We were frequently asked if there is a relation to the philosophical/religious Gnosticism. The answer was that there is no religious relation, but two important similarities:
- Relations of statisticians to MG appeared to be as hostile as that of the ancient „official“ Church to Gnostics. The MG as the consistent and robust mathematical theory of individual uncertain data is not acceptable for an orthodox statistician. Such a „strange“ paradigm mathematically supported by mathematics, which is different from that of used in statistics as well as its results, software, is not welcome in „orderly“ oriented statistical journals. But it can be shown, that this software outperforms the statistical functions in both robustness and efficiency.
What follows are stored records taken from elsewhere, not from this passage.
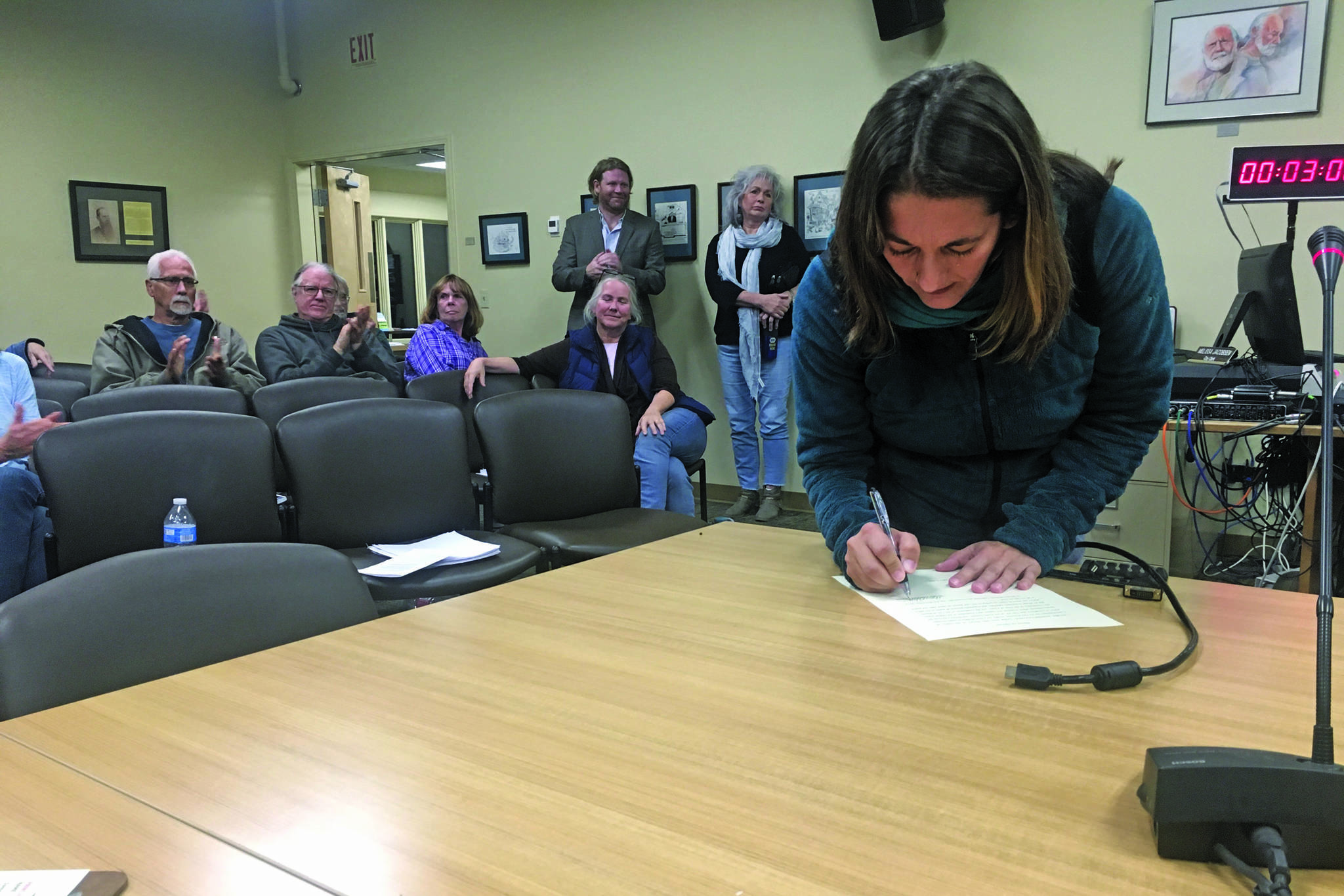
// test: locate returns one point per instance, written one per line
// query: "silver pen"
(881, 510)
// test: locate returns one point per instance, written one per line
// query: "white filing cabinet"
(1140, 520)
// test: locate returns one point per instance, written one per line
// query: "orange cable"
(1171, 481)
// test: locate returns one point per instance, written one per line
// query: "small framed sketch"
(816, 198)
(505, 239)
(117, 222)
(1234, 58)
(674, 211)
(724, 186)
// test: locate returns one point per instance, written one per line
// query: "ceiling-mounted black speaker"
(898, 18)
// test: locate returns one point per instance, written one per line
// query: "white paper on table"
(936, 610)
(41, 883)
(440, 550)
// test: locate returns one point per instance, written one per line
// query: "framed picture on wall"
(505, 239)
(724, 186)
(816, 198)
(1234, 60)
(674, 210)
(117, 222)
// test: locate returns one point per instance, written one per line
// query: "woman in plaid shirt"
(446, 338)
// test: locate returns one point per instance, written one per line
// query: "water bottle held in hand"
(179, 525)
(770, 335)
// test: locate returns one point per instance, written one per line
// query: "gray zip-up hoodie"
(296, 348)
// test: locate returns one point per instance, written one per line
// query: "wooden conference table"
(710, 714)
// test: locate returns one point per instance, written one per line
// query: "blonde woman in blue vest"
(613, 354)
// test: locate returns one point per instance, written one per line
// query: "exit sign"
(362, 50)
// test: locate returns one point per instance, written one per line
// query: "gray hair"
(591, 310)
(156, 262)
(741, 182)
(308, 266)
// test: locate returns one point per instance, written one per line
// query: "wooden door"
(350, 234)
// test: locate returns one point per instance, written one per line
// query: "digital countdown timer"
(1281, 174)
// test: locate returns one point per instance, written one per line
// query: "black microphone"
(1327, 247)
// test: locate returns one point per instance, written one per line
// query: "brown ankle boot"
(746, 502)
(769, 502)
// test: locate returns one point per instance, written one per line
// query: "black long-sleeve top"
(553, 360)
(786, 261)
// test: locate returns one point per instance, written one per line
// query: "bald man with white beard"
(1263, 46)
(1221, 71)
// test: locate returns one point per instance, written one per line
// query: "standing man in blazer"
(609, 239)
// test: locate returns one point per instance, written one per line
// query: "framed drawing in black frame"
(724, 186)
(117, 222)
(505, 239)
(1234, 60)
(674, 211)
(815, 202)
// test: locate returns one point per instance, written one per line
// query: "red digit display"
(1286, 174)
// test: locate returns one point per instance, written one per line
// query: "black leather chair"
(159, 398)
(418, 451)
(562, 474)
(62, 391)
(274, 402)
(144, 615)
(72, 371)
(696, 468)
(112, 480)
(278, 399)
(448, 387)
(47, 406)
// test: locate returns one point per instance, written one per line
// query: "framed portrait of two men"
(1234, 60)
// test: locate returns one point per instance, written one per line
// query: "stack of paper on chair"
(441, 550)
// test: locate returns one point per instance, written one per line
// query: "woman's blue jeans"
(663, 458)
(773, 405)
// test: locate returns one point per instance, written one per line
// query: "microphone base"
(1205, 796)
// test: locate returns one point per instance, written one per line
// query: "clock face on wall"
(1278, 174)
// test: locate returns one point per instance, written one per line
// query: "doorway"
(382, 222)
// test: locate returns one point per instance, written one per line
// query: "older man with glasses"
(318, 342)
(178, 343)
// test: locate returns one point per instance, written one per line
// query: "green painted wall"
(527, 96)
(144, 92)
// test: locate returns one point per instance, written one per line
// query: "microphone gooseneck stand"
(1254, 807)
- 2) We both are looking for the truth: the religious Gnostics for the essence of God, mathematical gnostics for the true value of an uncertain observation.
It may be interesting to recall the Kuhn’s criteria for judging a new paradigm: it should delimit the boarders of the old paradigm and reveal its hidden assumptions. MG satisfies this requirement by proving, that its estimating formulae converge to the classical statistical ones when the data uncertainty is very weak. It means, that statistics can be thought of as an approach valid for sufficiently „clean“/“good“ data and MG as a more general extension of statistics also valid for individual uncertain data and small samples of highly disturbed data . By the way, the Central Limit Theorem holds only under the assumption that the data to be treated have a mean and a variance. This condition is not universally satisfied.
Another Kuhn’s criterion relates to links of the new paradigm to the established scientific theories. MG proves close relations between uncertain data and Einstein’s relativistic mechanics, between data uncertainty and classical (Clausius‘) thermodynamic entropy. Moreover, it derives the equation of mutual conversion of information and entropy, of the problem long disconcerting the scientists (see von Baeyer H.Ch.: Maxwell’s Demon, Random House, Inc., New York, 1998).
Q.:
Could you characterize the most fundamental difference between mathematical gnostics and statistics?
A.:
The fundamental difference is of geometric nature. Metric of a space determines the way of measuring all distances and angles, the way of aggregating these quantities, the invariants of space transformations and extremals of the space, i.e. special lines along which some functionals are minimized or maximized.
Classical statistics is based on the Euclidean geometry: errors (distances) are evaluated by formulae linear with respect to data. Errors, their squares and products are aggregated additively, space shift and orthogonal rotations leave the relations between geometrical objects invariant and the extremal is the straight line connecting some points. All this is simply a tradition: there is no proof, that the actual space of data contaminated by uncertainty is just Euclidean.
Experience resulted from mass applications of statistics led to development of many statistical methods to improve the robustness by implementation of non-linear operations on data. Some special features on statistical properties of data were assumed resulting in special geometries applied. Such methods work when applied to the assumed kind of data but fail otherwise. This approach can be characterized as subjective.
Unlike this, methods of mathematical gnostics derive the metric suitable for some given data objectively by getting all necessary information from data only. The gnostic theory proves, that the space of real data is curved due to uncertain data components. The stronger uncertainty, the more considerable the curvature. The suitable geometry is of Riemann type, the curvature being determined by parameters estimated from the particular data. The curvature makes the data treatment not only linear, but also robust resulting in maximization of information content of results. In case of very weak uncertainty, the gnostic methods give results converging to those of classical statistics, because the Euclidean geometry is in such a case the proper one for the tangential plane.